Какая же ты все‑таки сука, Рез…
– Ну и ладно, – ничуть не расстроился вор. – Самое главное, что заряд своих собственных амулетов я, благодаря тебе, сохранил почти целиком. Ну а выход находится сравнительно недалеко отсюда. Так что прощай, Шал. Авось, еще свидимся. Если, конечно, твой или мой магистр не затянут дачу показаний, а твои коллеги, которым я, разумеется, сообщу о твоей кончине, не начнут буянить как некоторые, а немедленно свернут все работы и организованно вернутся обратно в Орден.
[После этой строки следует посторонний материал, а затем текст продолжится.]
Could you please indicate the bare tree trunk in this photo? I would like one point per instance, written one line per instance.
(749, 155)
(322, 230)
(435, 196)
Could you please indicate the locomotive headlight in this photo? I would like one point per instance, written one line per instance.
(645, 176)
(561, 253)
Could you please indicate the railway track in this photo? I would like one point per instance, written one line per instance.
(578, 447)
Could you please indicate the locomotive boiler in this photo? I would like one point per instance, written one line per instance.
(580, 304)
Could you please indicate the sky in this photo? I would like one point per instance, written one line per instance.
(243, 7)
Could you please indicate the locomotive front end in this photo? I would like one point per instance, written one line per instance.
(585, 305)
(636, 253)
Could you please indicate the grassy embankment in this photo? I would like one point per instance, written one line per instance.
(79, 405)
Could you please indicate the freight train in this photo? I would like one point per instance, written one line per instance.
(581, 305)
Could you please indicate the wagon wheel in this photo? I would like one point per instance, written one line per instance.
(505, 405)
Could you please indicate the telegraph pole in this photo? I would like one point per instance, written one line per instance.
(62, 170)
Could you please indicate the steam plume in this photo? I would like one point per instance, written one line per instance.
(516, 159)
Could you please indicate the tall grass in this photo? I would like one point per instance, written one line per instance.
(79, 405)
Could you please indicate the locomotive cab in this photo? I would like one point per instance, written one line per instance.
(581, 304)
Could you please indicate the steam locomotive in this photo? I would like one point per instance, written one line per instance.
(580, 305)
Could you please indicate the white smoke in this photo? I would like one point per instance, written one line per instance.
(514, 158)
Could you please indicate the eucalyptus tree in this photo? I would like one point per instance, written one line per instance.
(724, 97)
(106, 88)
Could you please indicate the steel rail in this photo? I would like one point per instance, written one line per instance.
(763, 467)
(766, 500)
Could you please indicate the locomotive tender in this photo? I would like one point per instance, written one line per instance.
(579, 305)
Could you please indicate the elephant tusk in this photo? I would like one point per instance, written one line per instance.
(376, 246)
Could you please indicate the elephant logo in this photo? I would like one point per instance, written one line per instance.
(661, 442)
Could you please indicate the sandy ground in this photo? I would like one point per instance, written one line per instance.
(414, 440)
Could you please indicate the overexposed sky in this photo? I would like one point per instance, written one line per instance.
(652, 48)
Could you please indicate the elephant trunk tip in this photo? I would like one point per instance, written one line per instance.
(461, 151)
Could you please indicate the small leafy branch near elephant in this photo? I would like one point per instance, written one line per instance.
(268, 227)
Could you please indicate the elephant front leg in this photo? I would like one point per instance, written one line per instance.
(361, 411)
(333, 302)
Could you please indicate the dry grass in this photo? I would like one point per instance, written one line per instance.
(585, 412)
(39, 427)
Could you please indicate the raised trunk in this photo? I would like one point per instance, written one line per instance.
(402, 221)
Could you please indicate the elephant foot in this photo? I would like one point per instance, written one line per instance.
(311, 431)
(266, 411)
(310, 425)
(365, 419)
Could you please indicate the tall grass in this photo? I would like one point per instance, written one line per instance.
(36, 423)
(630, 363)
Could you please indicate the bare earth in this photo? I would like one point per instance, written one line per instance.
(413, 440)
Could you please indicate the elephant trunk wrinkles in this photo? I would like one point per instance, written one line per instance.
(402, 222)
Услышав звук удаляющихся шагов, я молча выругался, чувствуя себя беспомощным и уязвимым как никогда. Затем увидел, как медленно гаснет бьющая из коридора узкая полоска света. Как наклоняется вор, чтобы подобрать брошенную мной сумку. С бессильной яростью проследил, как неумолимо закрывается за ним тяжелая каменная дверь. И совсем уж отчаялся, когда услышал тихий щелчок, после которого стремительно сужающаяся щель окончательно исчезла.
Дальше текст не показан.